12月も半ば近くになってやるべき事はあるのですが、先日読み始めた
開高健ノンフィクション賞作品「インパラの朝」の著者である中村安希さんの
ブログにある旅の記録を読み始め、続きが気になって仕事になりません・・
そんな訳でカテゴリを順におって、カンボジアまでの旅を終えたところです。
実は長女が同年で成都の四川大学で5年間を学んだ為に、その間の
色々な体験談と重なり合って興味に駆られてしまったのですが・・
長女は夏休みに実家でバイトするわずかな資金と、貯金、2年間の奨学金とで
無事四川大学を卒業したのですが、春節休みのバックパッカーの旅は極貧旅が
多く、トラックの荷台という乗り合いバスで、国境越えをする陸路の旅をすると
聞いていましたけれど、このレポートのお蔭で垣間見た気がします。
卒業前にと、2003年のカンボジア、ベトナムの旅では、誘いを断わる私に
ホテルと食事代だけのスポンサーを求め、夏休みの帰省中繰り返す
中国人並みの交渉に根負けし、彼女の指示で20万円の現金だけ用意して
タイへの合流を果たし、バックパッカーもどきを体験した私としては
ついつい懐かしく旅を思い出します。
彼女はラオスから列車で、私は直接飛行機でタイの空港で夜の11時過ぎに合流
カオサンにある彼女の定宿に泊まりましたが、「ベニヤのような仕切りの中に
パイプベットと扇風機があるだけで、共同トイレの中に水シャワーと、実経験は
ないけれど、監獄を連想させる一人部屋でした。
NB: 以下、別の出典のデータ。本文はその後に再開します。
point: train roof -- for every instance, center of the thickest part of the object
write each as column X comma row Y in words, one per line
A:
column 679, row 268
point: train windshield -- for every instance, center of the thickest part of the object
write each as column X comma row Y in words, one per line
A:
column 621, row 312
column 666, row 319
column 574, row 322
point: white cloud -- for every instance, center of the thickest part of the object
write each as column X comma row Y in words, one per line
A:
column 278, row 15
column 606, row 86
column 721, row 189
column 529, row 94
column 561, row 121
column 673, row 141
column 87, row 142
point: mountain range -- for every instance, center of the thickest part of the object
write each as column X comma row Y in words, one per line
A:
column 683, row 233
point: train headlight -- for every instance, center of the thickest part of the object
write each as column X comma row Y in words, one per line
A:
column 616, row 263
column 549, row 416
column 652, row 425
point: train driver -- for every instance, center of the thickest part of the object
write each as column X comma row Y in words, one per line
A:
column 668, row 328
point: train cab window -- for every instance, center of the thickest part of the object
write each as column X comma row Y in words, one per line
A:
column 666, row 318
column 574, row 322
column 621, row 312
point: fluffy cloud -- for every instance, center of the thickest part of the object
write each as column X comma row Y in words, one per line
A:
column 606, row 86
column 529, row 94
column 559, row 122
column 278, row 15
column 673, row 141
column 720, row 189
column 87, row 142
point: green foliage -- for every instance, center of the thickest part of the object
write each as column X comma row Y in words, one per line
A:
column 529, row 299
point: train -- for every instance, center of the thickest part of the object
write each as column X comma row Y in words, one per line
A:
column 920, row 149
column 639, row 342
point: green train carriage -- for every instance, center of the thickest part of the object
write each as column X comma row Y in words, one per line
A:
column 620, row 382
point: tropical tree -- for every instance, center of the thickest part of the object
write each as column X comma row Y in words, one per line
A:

(走り回るネズミも確認)
もちろん次の日からは、ホットシャワーつきビジネスホテルクラスをスポンサーと
して、主張しゲットしましたが、初日は彼女のおごりでしたので・・
乗り合いバス(10人乗りバンも含む)と夜行列車に、中国の夜行バスなど色々体験
させてもらいましたが、ハノイからラオカイまでの列車ではソフトシートで買った
はずのチケットが硬席で騙されたり(硬席でも、昔のSL機関車を知っている私に
とっては懐かしいだけでしたけれど)、ホーチミンのレストランで0を一桁多く
支払ってしまったり(近くに泊まっていたので、すぐに気づいて取り返して
きましたが)旅の終盤は疲れきっていてミスの連発。
早くゴールの中国に入りたいと言う心境になっていましたっけ・・・
この旅の経験を少しだけ聞いた人々は、口を揃えて「面白そうだけれど
行きたい旅ではない」と言っていましたが、まさに「安希のレポート」は
旅が無事終わっているからこそ、安心して読めますが、彼女の応援団は
記事が何日も途絶える度に、心配して眠れぬ夜を過ごしたのでは思います。
さてこれからの旅は、どんどん危険な地域へ入って行きます。
一応聡まとめである、「インパラの朝」を読み終えていますので
心配する事無く読み進められますね。
安希さんの旅は、バックパッカーが人質になり亡くなった事件の後に
行われていますので、自己責任についても触れていましたが
こういった冒険旅行記は、もちろん無事に帰ることが出来、本を書くと
言う才能に恵まれた、成功者のものでしかありえないのですが
それ以上に、事件として国を挙げて騒がれる被害者という体験は
もっと少数なわけで、どちらにも属さず、人知れず行方不明に
なっている人がいることも、認識しなければなりませんね。
こんな話を娘達にすると「また妄想が膨らんでいる」と言われるのですが
大規模な津波で世界中の多くの人が被災したスマトラ島沖地震の時に
南インドに滞在し、非難経験した長女を心配した親としては
突然外国で消息を絶った時に、何の情報源も持たぬ一般庶民の親として
何が出来るのか、見当もつかない不安を感じるのは当然ですよね。